Key points of attention:
  • The “boxing the slipstream” exercise has been invented to practice all positions a pilot can reasonably get into
  • The aim is to perform a square box outside the slipstream, pausing at each corner
  • The instructor will release if the exercise leads to an unsafe situation

Aerotow launching is relatively safe compared to other launch methods. One of the biggest risks is that the glider climbs too high above the towplane. In Lesson 16 we already stressed how you should make sure you only adopt a slightly higher position. When a glider rises too high above the towplane (which is called a tug upset), the glider can swing up, slowing the towplane down and forcing it into a steep dive.

This unwanted manoeuvre is called a "slingshot" and it places the towplane in a very dangerous position, especially if it happens close to the ground. Don’t underestimate the risk of it happening, just two to three seconds of not paying attention can lead to a slingshot. In other words: keep a constant eye on the towplane and if you suddenly can’t see it anymore (because you’ve climbed too high): release immediately!
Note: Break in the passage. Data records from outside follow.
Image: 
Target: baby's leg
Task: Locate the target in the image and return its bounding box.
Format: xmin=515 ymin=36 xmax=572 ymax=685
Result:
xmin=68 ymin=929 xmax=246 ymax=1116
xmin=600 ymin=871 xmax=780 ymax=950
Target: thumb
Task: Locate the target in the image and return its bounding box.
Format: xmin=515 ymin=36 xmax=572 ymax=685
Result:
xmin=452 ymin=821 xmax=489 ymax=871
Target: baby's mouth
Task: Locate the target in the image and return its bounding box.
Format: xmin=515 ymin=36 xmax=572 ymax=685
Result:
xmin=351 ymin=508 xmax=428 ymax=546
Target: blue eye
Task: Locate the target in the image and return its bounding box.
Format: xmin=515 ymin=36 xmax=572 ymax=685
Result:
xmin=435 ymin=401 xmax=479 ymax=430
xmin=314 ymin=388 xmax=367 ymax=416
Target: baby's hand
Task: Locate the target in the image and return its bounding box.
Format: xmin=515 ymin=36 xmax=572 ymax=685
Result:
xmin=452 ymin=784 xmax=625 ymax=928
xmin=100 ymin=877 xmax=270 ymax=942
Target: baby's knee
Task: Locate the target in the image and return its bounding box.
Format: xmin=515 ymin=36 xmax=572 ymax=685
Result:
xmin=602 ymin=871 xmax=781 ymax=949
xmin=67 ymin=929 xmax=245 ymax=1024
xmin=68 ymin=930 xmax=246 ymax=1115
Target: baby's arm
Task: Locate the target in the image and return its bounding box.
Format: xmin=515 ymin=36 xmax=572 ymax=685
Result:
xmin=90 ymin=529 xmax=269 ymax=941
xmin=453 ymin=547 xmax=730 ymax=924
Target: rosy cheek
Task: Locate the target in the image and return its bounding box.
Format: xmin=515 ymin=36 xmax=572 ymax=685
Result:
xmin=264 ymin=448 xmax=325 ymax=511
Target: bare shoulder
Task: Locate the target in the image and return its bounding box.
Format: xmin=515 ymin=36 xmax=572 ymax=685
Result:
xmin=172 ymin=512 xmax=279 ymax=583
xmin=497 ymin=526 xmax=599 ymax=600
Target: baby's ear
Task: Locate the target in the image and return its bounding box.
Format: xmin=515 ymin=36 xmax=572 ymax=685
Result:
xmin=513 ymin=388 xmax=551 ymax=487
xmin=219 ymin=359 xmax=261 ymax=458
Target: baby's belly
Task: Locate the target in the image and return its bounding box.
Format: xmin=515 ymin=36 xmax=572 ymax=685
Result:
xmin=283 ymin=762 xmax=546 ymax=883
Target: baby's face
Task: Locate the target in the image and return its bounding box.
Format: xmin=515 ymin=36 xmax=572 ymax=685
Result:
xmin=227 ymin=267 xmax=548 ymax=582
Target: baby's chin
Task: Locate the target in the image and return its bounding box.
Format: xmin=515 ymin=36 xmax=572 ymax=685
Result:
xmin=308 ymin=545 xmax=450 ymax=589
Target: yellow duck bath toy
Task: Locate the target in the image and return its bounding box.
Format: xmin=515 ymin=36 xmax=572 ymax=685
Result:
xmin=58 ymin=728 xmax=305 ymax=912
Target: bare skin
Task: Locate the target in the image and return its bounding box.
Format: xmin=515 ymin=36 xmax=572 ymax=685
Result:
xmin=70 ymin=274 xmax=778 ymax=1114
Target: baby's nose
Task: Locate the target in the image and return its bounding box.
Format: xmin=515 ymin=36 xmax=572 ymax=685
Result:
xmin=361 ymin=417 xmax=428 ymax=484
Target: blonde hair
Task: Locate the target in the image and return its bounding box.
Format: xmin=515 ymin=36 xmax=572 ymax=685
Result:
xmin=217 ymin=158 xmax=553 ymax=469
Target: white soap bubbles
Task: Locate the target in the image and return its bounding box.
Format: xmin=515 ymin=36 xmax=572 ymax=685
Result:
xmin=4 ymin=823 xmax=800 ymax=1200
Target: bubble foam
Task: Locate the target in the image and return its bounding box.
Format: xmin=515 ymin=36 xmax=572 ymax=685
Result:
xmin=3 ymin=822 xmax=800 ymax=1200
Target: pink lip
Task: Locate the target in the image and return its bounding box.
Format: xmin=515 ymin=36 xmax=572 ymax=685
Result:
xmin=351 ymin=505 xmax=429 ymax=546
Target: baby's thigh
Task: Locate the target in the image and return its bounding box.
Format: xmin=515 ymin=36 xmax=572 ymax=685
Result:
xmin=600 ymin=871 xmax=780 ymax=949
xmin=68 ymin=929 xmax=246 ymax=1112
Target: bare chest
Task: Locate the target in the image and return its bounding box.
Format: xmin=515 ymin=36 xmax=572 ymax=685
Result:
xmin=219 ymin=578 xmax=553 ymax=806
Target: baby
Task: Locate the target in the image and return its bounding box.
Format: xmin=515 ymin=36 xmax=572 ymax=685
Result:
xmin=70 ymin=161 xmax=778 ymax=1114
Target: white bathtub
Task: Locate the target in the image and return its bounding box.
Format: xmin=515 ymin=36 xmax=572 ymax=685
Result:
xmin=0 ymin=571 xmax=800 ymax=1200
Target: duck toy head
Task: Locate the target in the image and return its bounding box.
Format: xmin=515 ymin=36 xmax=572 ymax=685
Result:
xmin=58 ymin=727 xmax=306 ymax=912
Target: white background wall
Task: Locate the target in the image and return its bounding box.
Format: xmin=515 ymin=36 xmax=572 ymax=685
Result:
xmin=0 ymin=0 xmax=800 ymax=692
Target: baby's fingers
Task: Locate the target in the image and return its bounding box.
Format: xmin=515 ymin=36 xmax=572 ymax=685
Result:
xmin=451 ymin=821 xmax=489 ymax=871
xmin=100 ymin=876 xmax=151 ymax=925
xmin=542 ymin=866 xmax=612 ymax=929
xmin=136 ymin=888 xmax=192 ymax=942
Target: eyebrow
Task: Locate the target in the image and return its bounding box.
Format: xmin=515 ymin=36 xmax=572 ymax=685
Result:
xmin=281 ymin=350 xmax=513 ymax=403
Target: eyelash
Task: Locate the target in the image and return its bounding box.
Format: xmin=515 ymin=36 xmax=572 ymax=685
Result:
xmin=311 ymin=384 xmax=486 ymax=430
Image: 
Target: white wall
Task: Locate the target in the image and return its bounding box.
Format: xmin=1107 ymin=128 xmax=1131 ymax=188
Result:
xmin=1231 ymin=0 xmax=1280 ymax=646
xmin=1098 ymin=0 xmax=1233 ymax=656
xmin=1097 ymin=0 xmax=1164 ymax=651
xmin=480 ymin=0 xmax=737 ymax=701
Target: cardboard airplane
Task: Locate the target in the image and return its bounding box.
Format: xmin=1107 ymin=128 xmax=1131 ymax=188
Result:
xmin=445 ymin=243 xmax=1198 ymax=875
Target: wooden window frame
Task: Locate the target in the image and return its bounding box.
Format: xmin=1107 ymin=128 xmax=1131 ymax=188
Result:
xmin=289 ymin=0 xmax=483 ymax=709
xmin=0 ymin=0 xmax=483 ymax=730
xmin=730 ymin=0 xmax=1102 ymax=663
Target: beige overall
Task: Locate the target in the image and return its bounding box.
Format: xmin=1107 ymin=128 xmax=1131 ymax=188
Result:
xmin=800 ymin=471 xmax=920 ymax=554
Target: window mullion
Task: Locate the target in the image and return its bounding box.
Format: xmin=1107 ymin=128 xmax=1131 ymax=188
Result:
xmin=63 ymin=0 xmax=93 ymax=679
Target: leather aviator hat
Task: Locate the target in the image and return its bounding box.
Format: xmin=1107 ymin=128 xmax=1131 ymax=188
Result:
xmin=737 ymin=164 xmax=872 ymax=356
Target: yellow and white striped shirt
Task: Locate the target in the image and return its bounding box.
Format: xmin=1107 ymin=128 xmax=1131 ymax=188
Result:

In Lesson 16, we also described how you can correct for a possible slack in the towrope, namely by using some sideslip to tighten it again or (if this doesn’t work sufficiently) by carefully using the airbrakes, which increases the drag. In that case you close the airbrakes just before the rope is tight. The exercise you will be doing in this lesson requires coordination between your instructor and the tug pilot. It should only be carried out at a safe height above the ground. The instructor will release as soon as the exercise leads to a potentially dangerous situation for the glider and/or the towplane.


Boxing the slipstream
We start the exercise by descending through the slipstream until just below it, clear of the buffet (the towplane’s turbulent airflow). You now exert a slight downward pressure on the tail of the towplane, and the tug pilot will respond to the downward pull by lowering his or her pitch attitude. This will slightly change the direction of the slipstream. Re-establish your position by making a slight climb back to the slipstream, and descend to just below it. Flying just below the slipstream of the towplane is called the low tow position. Some countries (for example Australia) prefer the low towing position as this reduces the risk of a tug upset.

Now carefully move at least one wingspan sideways (left or right). Keep in mind that if you move too far sideways, you will start overtaking the towplane. Maintain the same sideways position and slowly climb back to the normal tow position. There shouldn't be a buffet if you're far enough away. As you slowly climb back to the normal vertical position, you may need some offset ailerons and rudder because the towrope will pull you back to the center. After a pause and while keeping the towplane on the horizon, now let the glider be pulled back into line with its wings level by the towrope. Complete the box in the opposite direction if there is time left.